Housing is very likely to double-dip, says David Rosenberg, the economist known for calling the original housing crisis in advance.
The Gluskin-Sheff economist says that all of the government efforts to arrest the downturn “merely distorted” the reality of the 3.7 million homes waiting to be absorbed by a weak U.S. economy.
“Here we are three to four years after the initial detonation, and we’re still left with this gargantuan inventory,” Rosenberg told CNBC.
That puts even more pressure on prices. Historically low rates and tremendous affordability have not helped, Rosenberg says.
“We’re not getting any good numbers as far as sales or demand is concerned. Until we get that, either housing starts have to go down even further to cut into this outstanding excess supply, or we’ve going to end up seeing home prices go down even more dramatically,” he says.

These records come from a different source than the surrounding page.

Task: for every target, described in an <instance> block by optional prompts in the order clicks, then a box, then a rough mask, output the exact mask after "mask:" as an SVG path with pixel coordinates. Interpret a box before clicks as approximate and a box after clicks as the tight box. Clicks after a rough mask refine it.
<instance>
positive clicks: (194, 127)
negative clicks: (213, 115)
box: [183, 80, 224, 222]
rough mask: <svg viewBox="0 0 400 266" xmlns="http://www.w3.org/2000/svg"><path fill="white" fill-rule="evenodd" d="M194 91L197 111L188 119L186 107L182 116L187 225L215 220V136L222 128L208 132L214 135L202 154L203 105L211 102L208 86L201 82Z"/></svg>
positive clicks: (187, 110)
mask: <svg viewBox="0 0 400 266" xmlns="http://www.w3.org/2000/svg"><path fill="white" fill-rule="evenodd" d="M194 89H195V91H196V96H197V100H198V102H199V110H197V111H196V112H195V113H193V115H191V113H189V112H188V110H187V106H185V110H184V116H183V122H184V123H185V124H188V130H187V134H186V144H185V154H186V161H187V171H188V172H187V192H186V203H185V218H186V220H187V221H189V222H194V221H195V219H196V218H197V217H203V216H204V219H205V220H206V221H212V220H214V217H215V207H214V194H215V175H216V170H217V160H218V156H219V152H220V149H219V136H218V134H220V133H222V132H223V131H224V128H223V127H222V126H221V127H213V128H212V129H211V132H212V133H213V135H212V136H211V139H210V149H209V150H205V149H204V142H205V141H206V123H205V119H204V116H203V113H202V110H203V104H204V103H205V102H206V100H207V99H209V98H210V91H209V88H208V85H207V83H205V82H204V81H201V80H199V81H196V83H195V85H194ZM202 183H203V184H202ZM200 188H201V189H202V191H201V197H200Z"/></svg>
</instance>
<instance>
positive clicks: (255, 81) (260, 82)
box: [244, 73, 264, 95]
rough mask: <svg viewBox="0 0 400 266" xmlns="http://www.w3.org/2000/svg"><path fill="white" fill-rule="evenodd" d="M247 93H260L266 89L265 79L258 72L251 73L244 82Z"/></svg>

If housing does continue to fall, government will likely have to step in again or risk the recovery and the rise so far in the stock market, the economist said.
The latest Case-Shiller housing numbers show prices fell in October, down 0.8 percent from a year ago. Economists surveyed by Bloomberg News had predicted a 0.2 percent drop.
“The double-dip is almost here,” said David Blitzer, chairman of the index committee at S&P, according to Bloomberg.
Sales aren’t “giving any sense of optimism,” Blitzer said.